The Museum of African American History, Boston and Nantucket, recently honored Northeastern University law professor Margaret Burnham with its “Living Legend” award. Burnham, who received the award at a gala in Boston on March 7, was recognized for her work as a civil rights lawyer, educator, and activist, as well as for being the first African American woman to serve in the Massachusetts judiciary.
The Living Legend awards “salute extraordinary trailblazers whose remarkable accomplishments uphold the legacy of 18th- and 19th-century black patriots and their colleagues who distinguished themselves on behalf of freedom and justice,” according to the museum’s website. In addition to Burnham, actor and humanitarian Harry Belafonte and former Boston Mayor Thomas M. Menino also received Living Legends awards this year. They were presented with the Garrison Silver Cup, a replica of the symbol of freedom presented by Boston’s black leaders to the founder of the New England Anti-slavery Society and Liberator newspaper publisher in 1833.

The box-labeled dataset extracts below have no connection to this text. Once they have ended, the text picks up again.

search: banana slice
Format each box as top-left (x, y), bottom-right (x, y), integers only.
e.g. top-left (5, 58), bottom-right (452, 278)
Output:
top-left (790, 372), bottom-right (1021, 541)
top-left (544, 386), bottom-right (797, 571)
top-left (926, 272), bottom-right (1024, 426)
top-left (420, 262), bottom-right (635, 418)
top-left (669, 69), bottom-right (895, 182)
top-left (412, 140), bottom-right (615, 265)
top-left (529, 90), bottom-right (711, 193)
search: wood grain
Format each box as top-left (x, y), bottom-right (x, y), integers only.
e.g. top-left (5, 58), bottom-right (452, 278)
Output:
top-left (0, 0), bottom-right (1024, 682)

“It’s a sublime experience to be honored by the Museum of African American History, which links us to such transcendent moments in the American experience, and to such magnificent voices of courage, like those of William Lloyd Garrison and Frederick Douglass,” Burnham said. “One always hopes that one’s work matters in the world, and tributes such as this one confirm that someone is listening and someone is learning. At the end of the day, though, the award is really a directive to keep on working.”

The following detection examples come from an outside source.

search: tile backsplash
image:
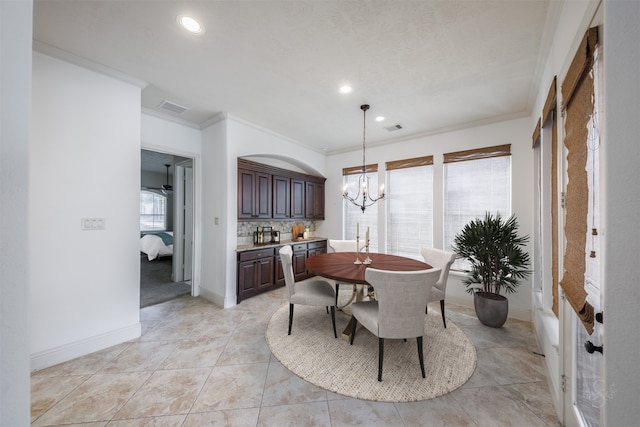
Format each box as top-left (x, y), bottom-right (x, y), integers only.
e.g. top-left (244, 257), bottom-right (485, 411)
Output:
top-left (237, 220), bottom-right (316, 246)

Burnham—an expert on civil and human rights, comparative constitutional rights, and international criminal law—joined the School of Law’s faculty in 2002. She is the founder of the law school’s Civil Rights and Restorative Justice Project, which engages students in legal matters relating to the 1960s U.S. civil rights movement. In 2010, she headed a team of outside counsel and law students in a landmark case that settled a federal lawsuit: Burnham’s team accused Franklin County Mississippi law enforcement officials of assisting Klansmen in the kidnapping, torture, and murder of two 19-year-olds, Henry Dee and Charles Eddie Moore. The case and settlement received national headlines.

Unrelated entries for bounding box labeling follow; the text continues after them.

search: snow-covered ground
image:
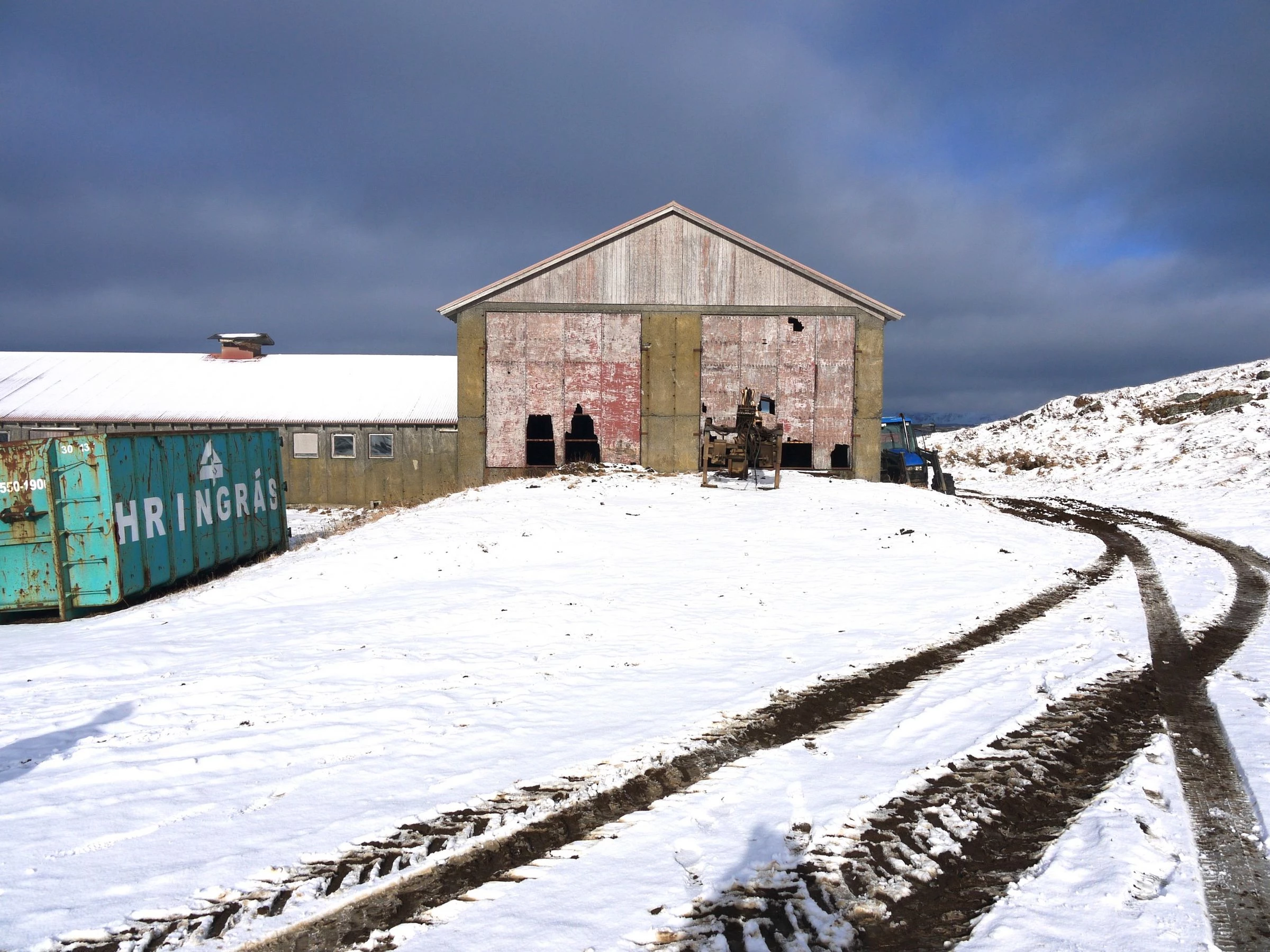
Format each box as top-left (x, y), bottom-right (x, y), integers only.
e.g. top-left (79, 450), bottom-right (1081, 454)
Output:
top-left (0, 473), bottom-right (1101, 947)
top-left (930, 361), bottom-right (1270, 553)
top-left (930, 361), bottom-right (1270, 949)
top-left (386, 566), bottom-right (1208, 952)
top-left (287, 505), bottom-right (368, 548)
top-left (0, 362), bottom-right (1270, 952)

Burnham began her career at the NAACP Legal Defense and Educational Fund. In the 1970s, she represented civil rights and political activists. In 1977, she became the first African American woman to serve in the Massachusetts judiciary, when she joined the Boston Municipal Court bench as an associate justice. In 1982, she became partner in a Boston civil rights firm with an international human rights practice. In 1993, South African president Nelson Mandela appointed Burnham to serve on an international human rights commission to investigate alleged human rights violations within the African National Congress. The commission was a precursor to the Truth and Reconciliation Commission.
Over the course of her illustrious career, she has written extensively on contemporary legal and political issues.
“Margaret Burnham truly is a legend for her lifetime of path-breaking accomplishments as a lawyer, judge, teacher, and scholar, but what most inspires her friends and colleagues are her daily displays of sound judgment, tireless leadership, and passionate devotion to the cause of justice,” said Jeremy Paul, dean of the School of Law. “We are proud Northeastern has long been her professional home.”